Implied agency arises when there is any conduct, the situation of parties or is necessary for the case.

a. Agency by Estoppel (Section 247)

Estoppel arises when you are precluded from denying the truth of anything which you have represented as a fact, although it is not a fact.

Thus, where P allows third parties to believe that A is acting as his authorized agent, he will be estopped from denying the agency if such third-parties relying on it make a contract with an even when A had no authority at all.

b. Wife as Agent

Where a husband and wife are living together, we presume that the wife has her husband’s authority to pledge his credit for the purchase of necessaries of life suitable to their standard of living. But the husband will not be liable if he shows that:

(i) he had expressly warned the tradesman not to supply goods on credit to his wife; 

Termination of Agency

Agency means a relationship between one person and another, where the first person brings the second mentioned person in a legal relationship with others. There are different modes of the creation of agency and termination of agency.

Termination of Agency

An agent is a person employed to do any act or enter into a contractual relationship with others (third parties) on behalf of his principal. An agent acts as a connecting link between his principal and third parties.
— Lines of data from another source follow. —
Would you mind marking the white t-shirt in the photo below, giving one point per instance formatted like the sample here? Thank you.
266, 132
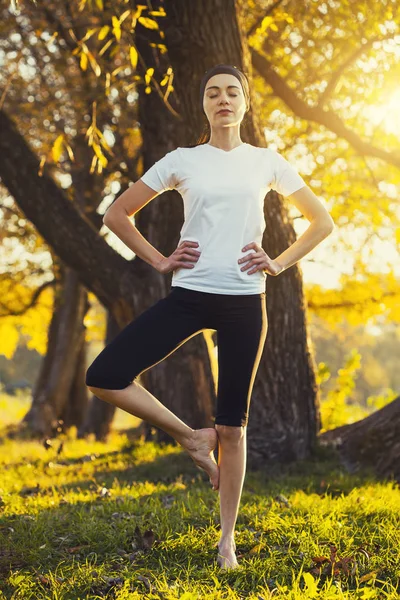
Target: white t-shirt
223, 196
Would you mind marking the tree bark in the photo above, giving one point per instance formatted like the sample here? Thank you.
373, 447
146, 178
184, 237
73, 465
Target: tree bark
56, 384
198, 35
373, 442
284, 415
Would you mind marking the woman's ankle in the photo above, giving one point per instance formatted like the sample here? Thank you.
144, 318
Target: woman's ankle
227, 543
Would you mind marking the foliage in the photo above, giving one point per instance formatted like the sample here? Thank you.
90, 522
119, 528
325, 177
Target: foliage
130, 519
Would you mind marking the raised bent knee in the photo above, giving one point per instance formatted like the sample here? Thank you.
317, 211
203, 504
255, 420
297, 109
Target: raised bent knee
230, 433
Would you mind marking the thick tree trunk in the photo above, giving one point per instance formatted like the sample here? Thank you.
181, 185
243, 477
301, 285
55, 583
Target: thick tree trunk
198, 35
100, 414
373, 442
56, 382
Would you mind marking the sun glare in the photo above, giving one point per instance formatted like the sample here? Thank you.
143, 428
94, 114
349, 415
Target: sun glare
387, 114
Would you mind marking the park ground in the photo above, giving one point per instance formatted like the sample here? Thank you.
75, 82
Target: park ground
129, 519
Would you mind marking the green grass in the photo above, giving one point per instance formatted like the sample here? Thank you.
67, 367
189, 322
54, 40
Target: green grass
131, 519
While representing his principal, an agent acts in the same capacity as of his principal. An agent is authorized by his principal to act on his behalf. An agent binds his principal legally in business transactions with third parties due to their agency relationship.

According to Section 201 of Indian Contract Act, 1872, Termination of agency takes place in the following circumstances: –

  1. By revocation of authority by the principal.
  2. By renunciation of his authority by the agent.
  3. On the performance of the contract of agency.
  4. On the death of either principal or agent.
  5. By insanity of either principal or agent.
  6. With the expiration of time period fixed for the contract of agency.
  7. By an agreement made between principal and his agent.
  8. With the insolvency of principal or agent (in few cases).
  9. When the principal and his agent is an incorporated company, by its dissolution
  10. With the destruction of the subject matter. (section 56)

When an Agency is Irrevocable

When the agency cannot be terminated, it is known as an irrevocable agency. There are some situations when revocation of an agency by the principal is not possible, as follows:-

  1. When the agency is coupled with interest then this is a case where an agent has interest in the subject matter of such agency. Where the agency is coupled with an interest, it does not come to an end even in the case of death or insanity or insolvency of the principal.
  2. When an agent has incurred personal liability, then the principal cannot revoke the agency, the agency becomes irrevocable. For Example – P appoints Q as his agent. Q purchases some wheat as per the instructions of P in his personal name. Now, in such a case P cannot revoke the agency.
  3. Where the agent has partly exercised the authority, and it is irrevocable with regard to liabilities which arises from the acts performed. (section 204) For Example – Mr. X appoints Mr. Y as his agent. On Mr. X’s direction, Mr. Y purchases 100kg cereals in the name of his principal ‘Mr. X’. Now, in such a case Mr. X cannot revoke the agency.

Termination takes Effect

Termination of an agency takes its effect when it becomes known to an agent. When the principal revokes the agency, it comes into effect only when it is known to the agent. However, in the case of third parties, termination comes into effect only when such termination of agency comes to their knowledge.According to Section 230 of Indian Contract Act, 1872 termination of an agent’s authority also terminates the sub-agents authority appointed by the agent. A per Section 209 of Indian Contract Act, 1872 it is the duty of an agent to protect his principal’s interest in case his principal becomes of unsound mind or dies.

It is the duty of an agent that on the termination of an agency due to death of the principal or his becoming insane, to take all the reasonable steps on behalf of his late principal or dying principal to protect the interest that the latter entrusts to him.